I love everything behind Tesla. J.B. Straubel, one of the co-founders, is a fellow Stanford Cardinal. The cars are classy, have a sleek design, and can go from 0 to 60 MPH in less than four seconds. 900 Roadsters have already been delivered at over $125,000 a pop. The cars go at least 200 miles between charges (although the charging situation still is in trouble — it takes a typical wall plug an hour to add five miles of range).

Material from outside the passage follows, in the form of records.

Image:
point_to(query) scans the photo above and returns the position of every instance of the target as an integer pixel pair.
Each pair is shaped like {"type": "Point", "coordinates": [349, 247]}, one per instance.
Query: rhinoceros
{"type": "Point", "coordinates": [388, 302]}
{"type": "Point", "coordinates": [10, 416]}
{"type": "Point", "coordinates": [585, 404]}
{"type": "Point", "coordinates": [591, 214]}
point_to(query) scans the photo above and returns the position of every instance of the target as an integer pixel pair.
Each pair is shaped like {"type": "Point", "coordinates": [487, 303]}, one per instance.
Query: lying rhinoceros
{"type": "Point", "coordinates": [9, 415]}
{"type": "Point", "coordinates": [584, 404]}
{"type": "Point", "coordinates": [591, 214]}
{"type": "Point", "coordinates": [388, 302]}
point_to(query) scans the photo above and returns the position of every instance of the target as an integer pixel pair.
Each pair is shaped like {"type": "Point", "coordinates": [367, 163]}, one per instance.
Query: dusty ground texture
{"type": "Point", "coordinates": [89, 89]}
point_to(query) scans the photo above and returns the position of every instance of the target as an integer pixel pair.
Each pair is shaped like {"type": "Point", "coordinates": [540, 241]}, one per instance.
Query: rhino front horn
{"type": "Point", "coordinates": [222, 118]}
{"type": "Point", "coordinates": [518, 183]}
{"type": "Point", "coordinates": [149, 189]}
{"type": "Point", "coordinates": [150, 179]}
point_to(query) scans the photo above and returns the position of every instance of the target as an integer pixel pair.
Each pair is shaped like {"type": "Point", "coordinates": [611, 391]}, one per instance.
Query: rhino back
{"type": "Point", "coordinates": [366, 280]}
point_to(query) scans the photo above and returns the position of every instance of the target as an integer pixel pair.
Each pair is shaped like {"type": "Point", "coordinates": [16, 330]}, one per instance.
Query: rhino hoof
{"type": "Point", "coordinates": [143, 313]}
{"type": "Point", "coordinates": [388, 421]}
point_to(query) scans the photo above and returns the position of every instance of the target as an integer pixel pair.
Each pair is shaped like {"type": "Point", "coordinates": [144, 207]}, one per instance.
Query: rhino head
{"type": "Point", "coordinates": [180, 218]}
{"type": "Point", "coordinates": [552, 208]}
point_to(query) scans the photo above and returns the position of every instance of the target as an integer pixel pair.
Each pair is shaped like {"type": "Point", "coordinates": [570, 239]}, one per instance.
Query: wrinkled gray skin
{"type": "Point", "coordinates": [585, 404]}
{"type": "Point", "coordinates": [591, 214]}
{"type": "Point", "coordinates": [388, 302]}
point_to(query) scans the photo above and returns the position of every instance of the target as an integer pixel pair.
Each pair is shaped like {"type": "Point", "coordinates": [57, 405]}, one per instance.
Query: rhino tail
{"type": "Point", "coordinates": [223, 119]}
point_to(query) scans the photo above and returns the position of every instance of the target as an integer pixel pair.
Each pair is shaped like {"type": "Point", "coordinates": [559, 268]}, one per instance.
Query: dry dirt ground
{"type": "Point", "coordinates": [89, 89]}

Tesla said that they just reached profitability
after seven years, but making one million in profits doesn't really help when you have $465 million to pay back soon. I don't see their business growing fast enough; the infrastructure simply isn't there in the United States to allow for these cars to be anything other than toys for California's richest and most energy conscious. After all, take a look at this
— the directory for electic vehicle chargers in North America. There are some in California, Arizona, and ... Georgia? I'd love to test drive a Tesla, and maybe I'd buy one if I knew two things: I had the money and that I would be staying in California. I sure wouldn't invest in it.